The strike, which was spurred by rapidly rising fuel prices combined with the effects of the Brazilian real weakening against the U.S. dollar, caused estimated losses of $1.75 billion to Brazil’s agriculture sector, the USDA said.
The USDA said one of the Brazilian government’s concessions to end the strike, a minimum freight rate guaranteed to truckers, is continuing to wreak havoc on grain and oilseed trade.
“The policy, which was implemented by presidential decree on May 30, was immediately criticized by a number of transportation-dependent industries, chief among them agriculture,” the USDA said.
Brazil’s lack of substantial rail or inland waterway infrastructure means that producers in the CenterWest region must rely on trucks to transport their commodities to ports for export or to domestic consumers in other parts of the country. The minimum freight rate policy has caused the transport of crops to become substantially more expensive, and Brazil’s National Confederation of Agriculture and Livestock (CNA) has estimated that the policy is increasing freight rates by 50% to 150% throughout the country, with Brazil’s powerhouse agricultural regions being hit the hardest.
The USDA noted that the CNA and other players in the agricultural sector have challenged the minimum price measure in court through more than 50 lawsuits, and Brazil’s Supreme Court is trying to mediate a resolution, but several rounds of meetings with truck drivers have not yet yielded a solution. The court is scheduled to take up the measure again in late August.
In a parallel process, the Brazilian congress also has taken up the measure in an effort to make it permanent.
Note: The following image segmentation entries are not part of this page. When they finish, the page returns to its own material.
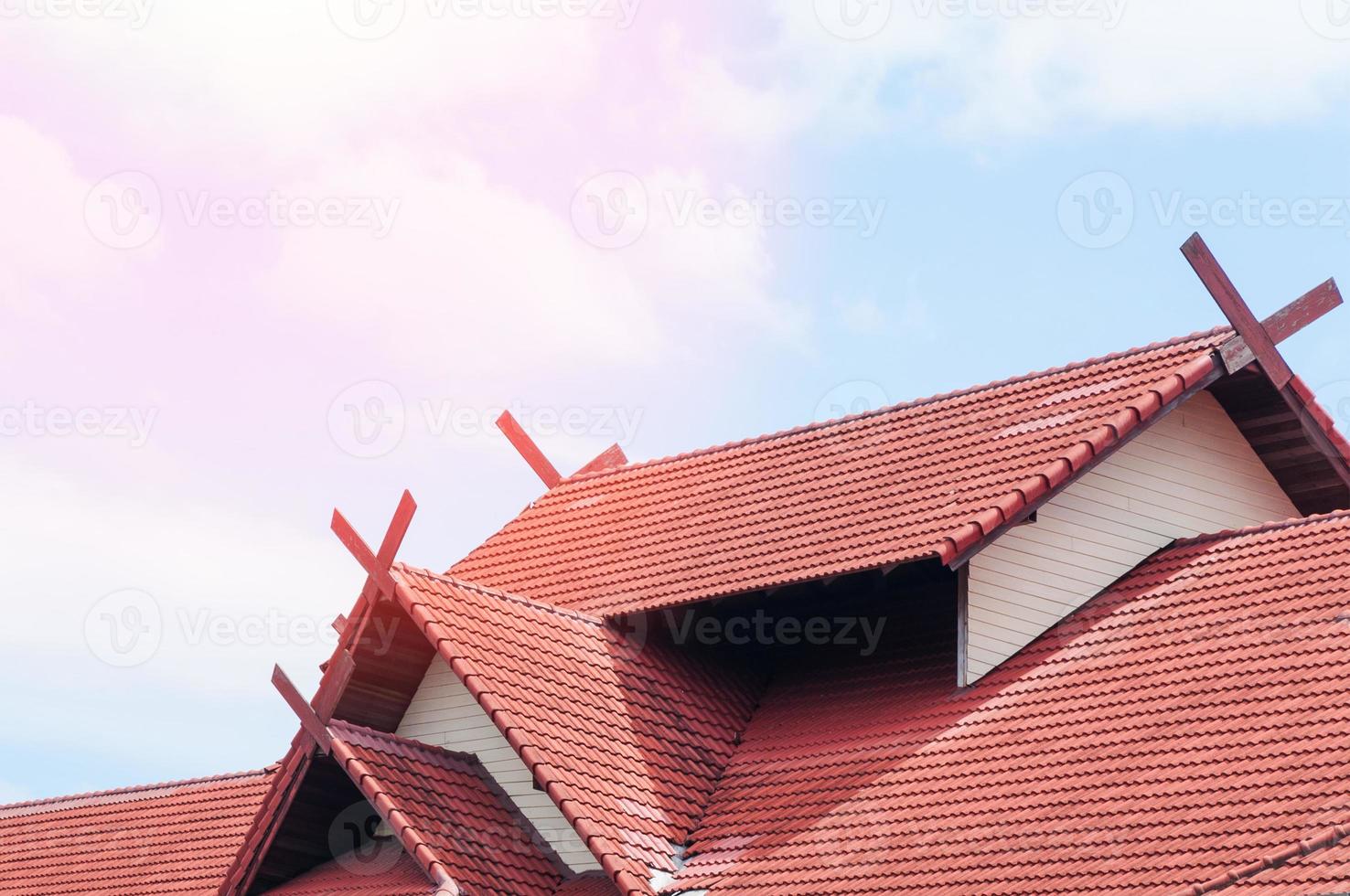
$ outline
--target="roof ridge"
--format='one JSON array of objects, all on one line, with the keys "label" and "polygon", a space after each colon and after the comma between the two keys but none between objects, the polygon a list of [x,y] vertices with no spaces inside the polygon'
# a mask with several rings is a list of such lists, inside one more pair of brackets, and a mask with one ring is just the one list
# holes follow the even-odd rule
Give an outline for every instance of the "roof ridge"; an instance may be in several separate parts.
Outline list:
[{"label": "roof ridge", "polygon": [[466,765],[482,765],[478,756],[475,756],[474,753],[464,753],[463,750],[447,750],[444,746],[439,746],[436,744],[427,744],[425,741],[418,741],[410,737],[404,737],[402,734],[396,734],[394,731],[381,731],[379,729],[373,729],[369,725],[358,725],[356,722],[348,722],[346,719],[331,719],[328,725],[329,726],[336,725],[344,729],[351,729],[356,734],[385,741],[393,741],[400,746],[413,748],[424,753],[448,756],[454,760],[464,762]]},{"label": "roof ridge", "polygon": [[[88,800],[103,800],[115,796],[134,797],[136,793],[146,793],[143,799],[151,799],[155,791],[182,789],[204,784],[219,784],[259,775],[271,775],[279,765],[275,762],[261,769],[247,772],[225,772],[221,775],[207,775],[204,777],[185,777],[178,781],[161,781],[158,784],[135,784],[132,787],[115,787],[107,791],[86,791],[84,793],[70,793],[68,796],[43,796],[34,800],[20,800],[18,803],[0,803],[0,816],[15,818],[18,815],[34,815],[42,811],[58,811],[61,808],[77,808],[78,803]],[[70,806],[66,806],[70,804]],[[23,811],[27,810],[27,811]]]},{"label": "roof ridge", "polygon": [[1297,529],[1299,526],[1312,526],[1320,522],[1327,522],[1331,520],[1346,520],[1350,518],[1350,509],[1343,510],[1328,510],[1326,513],[1314,513],[1307,517],[1289,517],[1288,520],[1272,520],[1269,522],[1258,522],[1251,526],[1242,526],[1241,529],[1220,529],[1219,532],[1206,532],[1199,536],[1191,536],[1188,538],[1177,538],[1173,541],[1168,549],[1172,548],[1187,548],[1197,544],[1207,544],[1211,541],[1223,541],[1224,538],[1239,538],[1242,536],[1261,534],[1262,532],[1280,532],[1281,529]]},{"label": "roof ridge", "polygon": [[448,572],[433,572],[425,567],[414,567],[408,563],[396,560],[394,567],[404,569],[405,572],[412,572],[414,575],[424,575],[432,579],[440,579],[447,582],[456,588],[467,588],[468,591],[477,591],[489,598],[497,598],[498,600],[506,600],[509,603],[518,603],[521,606],[529,607],[532,610],[543,610],[544,613],[552,613],[554,615],[563,617],[566,619],[575,619],[578,622],[587,622],[590,625],[606,627],[605,619],[602,617],[590,615],[589,613],[582,613],[580,610],[568,610],[567,607],[559,607],[552,603],[545,603],[544,600],[536,600],[533,598],[525,598],[518,594],[512,594],[510,591],[502,591],[501,588],[491,588],[485,584],[478,584],[477,582],[470,582],[468,579],[460,579],[459,576],[452,576]]},{"label": "roof ridge", "polygon": [[1223,874],[1219,874],[1218,877],[1204,881],[1203,884],[1192,884],[1191,887],[1179,891],[1176,896],[1204,896],[1204,893],[1224,889],[1238,881],[1254,877],[1261,872],[1272,870],[1296,858],[1304,858],[1307,856],[1312,856],[1314,853],[1320,853],[1324,849],[1330,849],[1346,839],[1346,837],[1350,837],[1350,824],[1332,824],[1330,827],[1324,827],[1315,837],[1288,843],[1278,851],[1268,853],[1254,862],[1242,865],[1241,868],[1234,868]]},{"label": "roof ridge", "polygon": [[[610,467],[608,470],[594,470],[590,472],[575,472],[570,476],[564,476],[559,486],[566,486],[572,482],[587,482],[591,479],[598,479],[601,476],[612,476],[614,474],[626,472],[629,470],[643,470],[647,467],[655,467],[659,464],[674,463],[676,460],[687,460],[690,457],[701,457],[703,455],[710,455],[718,451],[730,451],[733,448],[744,448],[745,445],[753,445],[761,441],[772,441],[775,439],[786,439],[787,436],[795,436],[805,432],[811,432],[815,429],[824,429],[826,426],[838,426],[846,422],[855,422],[859,420],[865,420],[868,417],[876,417],[880,414],[887,414],[895,410],[902,410],[907,408],[922,408],[923,405],[932,405],[940,401],[949,401],[952,398],[961,398],[964,395],[973,395],[976,393],[988,391],[992,389],[1002,389],[1004,386],[1011,386],[1014,383],[1030,382],[1033,379],[1041,379],[1042,376],[1056,376],[1058,374],[1065,374],[1073,370],[1081,370],[1084,367],[1091,367],[1094,364],[1104,364],[1114,360],[1120,360],[1122,358],[1130,358],[1133,355],[1143,355],[1146,352],[1154,352],[1164,348],[1172,348],[1191,341],[1203,341],[1219,336],[1220,333],[1231,332],[1231,327],[1215,327],[1207,331],[1196,331],[1187,336],[1176,336],[1158,343],[1149,343],[1148,345],[1139,345],[1137,348],[1126,348],[1118,352],[1110,352],[1106,355],[1099,355],[1095,358],[1087,358],[1084,360],[1072,362],[1068,364],[1061,364],[1058,367],[1049,367],[1046,370],[1033,370],[1017,376],[1007,376],[1004,379],[995,379],[992,382],[967,386],[965,389],[956,389],[946,393],[938,393],[936,395],[927,395],[925,398],[913,398],[910,401],[896,402],[894,405],[887,405],[884,408],[876,408],[872,410],[864,410],[856,414],[845,414],[844,417],[834,417],[833,420],[818,420],[801,426],[788,426],[787,429],[779,429],[776,432],[763,433],[760,436],[751,436],[748,439],[738,439],[733,441],[726,441],[718,445],[707,445],[706,448],[695,448],[693,451],[683,451],[674,455],[666,455],[664,457],[651,457],[648,460],[640,460],[637,463],[624,464],[621,467]],[[556,487],[555,487],[556,488]]]}]

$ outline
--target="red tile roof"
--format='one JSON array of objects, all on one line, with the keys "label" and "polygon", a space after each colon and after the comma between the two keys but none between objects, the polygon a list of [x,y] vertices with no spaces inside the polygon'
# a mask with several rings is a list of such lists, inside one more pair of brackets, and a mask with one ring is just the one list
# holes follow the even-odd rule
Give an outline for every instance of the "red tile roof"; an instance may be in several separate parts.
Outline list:
[{"label": "red tile roof", "polygon": [[1166,896],[1350,823],[1350,513],[1166,549],[964,691],[929,625],[780,671],[679,885]]},{"label": "red tile roof", "polygon": [[404,609],[621,889],[675,870],[753,708],[753,676],[625,642],[580,613],[402,564],[393,575]]},{"label": "red tile roof", "polygon": [[618,896],[614,883],[605,874],[582,874],[558,888],[556,896]]},{"label": "red tile roof", "polygon": [[451,572],[595,614],[949,561],[1219,375],[1218,329],[552,488]]},{"label": "red tile roof", "polygon": [[1235,869],[1235,884],[1214,881],[1206,889],[1189,888],[1187,896],[1226,891],[1231,896],[1310,896],[1312,893],[1332,896],[1350,892],[1350,845],[1343,842],[1346,830],[1327,831],[1326,837],[1338,838],[1331,846],[1316,842],[1293,843],[1284,850],[1278,861]]},{"label": "red tile roof", "polygon": [[0,893],[215,893],[271,769],[0,806]]},{"label": "red tile roof", "polygon": [[332,722],[332,756],[425,880],[464,896],[548,896],[562,873],[517,822],[506,796],[471,756]]},{"label": "red tile roof", "polygon": [[363,869],[333,860],[312,872],[273,887],[267,896],[429,896],[435,888],[408,853],[390,868]]}]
The provision was approved by the lower house and will be considered by the senate when they return from recess in August.
The USDA said the policy has caused the transportation of agricultural commodities to slow substantially, with large grain and oilseed traders reporting they have largely stopped participating in the market because freight rates are too high and the future of the policy is too uncertain to make forward purchases.
“Since soybeans are harvested first, this has largely affected those exports so far,” the USDA said. “However, the safrinha corn harvest is ramping up across Brazil and limited storage space (already filled with soybeans waiting for export) and expensive freight rates will affect the rate of Brazil’s safrinha corn exports.”